Most host systems provide utilities or other tools that you can use for troubleshooting the connection to the allocated storage. For example, on a Windows system, you can use the Diskmon or Disk Management tool to verify accessibility of the storage and to perform some basic monitoring and administrative tasks on the visible volumes.

Alternatively, you can use Iometer, an I/O subsystem measurement and characterization tool, to generate a simulated load and measure performance. Iometer is a public domain software utility for Windows, originally written by Intel, that provides correlation functionality to assist with performance analysis.

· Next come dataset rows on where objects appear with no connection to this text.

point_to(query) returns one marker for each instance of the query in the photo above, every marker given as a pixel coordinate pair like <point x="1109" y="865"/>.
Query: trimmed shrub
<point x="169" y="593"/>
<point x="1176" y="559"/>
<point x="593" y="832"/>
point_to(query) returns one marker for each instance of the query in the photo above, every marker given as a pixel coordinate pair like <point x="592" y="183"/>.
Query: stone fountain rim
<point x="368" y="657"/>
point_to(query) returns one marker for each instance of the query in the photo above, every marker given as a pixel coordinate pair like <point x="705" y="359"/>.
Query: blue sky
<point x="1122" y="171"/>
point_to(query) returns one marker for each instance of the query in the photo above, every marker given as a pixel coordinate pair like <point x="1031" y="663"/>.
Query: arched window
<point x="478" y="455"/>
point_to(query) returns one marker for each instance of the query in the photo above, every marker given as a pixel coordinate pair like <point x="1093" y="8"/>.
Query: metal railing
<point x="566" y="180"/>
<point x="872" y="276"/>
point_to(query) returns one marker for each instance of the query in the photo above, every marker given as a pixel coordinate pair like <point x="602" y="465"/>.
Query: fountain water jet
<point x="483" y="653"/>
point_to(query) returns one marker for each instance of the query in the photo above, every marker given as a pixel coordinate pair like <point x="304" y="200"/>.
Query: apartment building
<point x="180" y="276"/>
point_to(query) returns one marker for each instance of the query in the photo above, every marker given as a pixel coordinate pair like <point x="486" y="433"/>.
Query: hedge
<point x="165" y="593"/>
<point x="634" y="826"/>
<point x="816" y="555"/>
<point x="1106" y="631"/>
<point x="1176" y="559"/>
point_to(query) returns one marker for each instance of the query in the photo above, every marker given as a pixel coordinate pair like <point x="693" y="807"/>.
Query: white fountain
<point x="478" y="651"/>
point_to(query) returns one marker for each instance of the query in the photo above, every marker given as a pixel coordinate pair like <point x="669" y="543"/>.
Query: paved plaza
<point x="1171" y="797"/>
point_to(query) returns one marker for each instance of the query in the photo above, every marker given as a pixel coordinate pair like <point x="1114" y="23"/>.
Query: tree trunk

Iometer measures the end-to-end performance of a SAN without cache hits. This can be an important measurement because if write or read requests go to the cache on the controller (a cache hit) rather than to the disk subsystems, performance metrics will be artificially high. You can obtain Iometer from SourceForge.net at the following URL:

http://sourceforge.net/projects/iometer/

Iometer is not the only I/O generator you can use to simulate traffic through the SAN fabric. Other popular I/O generators and benchmark tools used for SAN testing include Iozone and Postmark. Iozone is a file system benchmark tool that generates and measures a variety of file operations. It has been ported to many systems and is useful for performing a broad range of file system tests and analysis.

Postmark was designed to create a large pool of continually changing files, which simulates the transaction rates of a large Internet mail server.

PostMark generates an initial pool of random text files in a configurable range of sizes. Creation of the pool produces statistics on continuous small file creation performance. Once the pool is created, PostMark generates a specified number of transactions, each of which consists of a pair of smaller transactions:

•Create file or Delete file

•Read file or Append file

Benchmarking tools offer a variety of capabilities and you should select the one that provides the best I/O characteristics of your application environment.

Utilities provided by the Sun Solaris operating system let you determine if the remote storage has been recognized and exported to you in form of a raw device or mounted file system, and to issue some basic queries and tests to the storage. You can measure performance and generate loads using the iostat utility, the perfmeter GUI utility, the dd utility, or a third-party utility like Extreme SCSI.

Every UNIX version provides similar utilities, but this guide only provides examples for Solaris. Refer to the documentation for your specific operating system for details.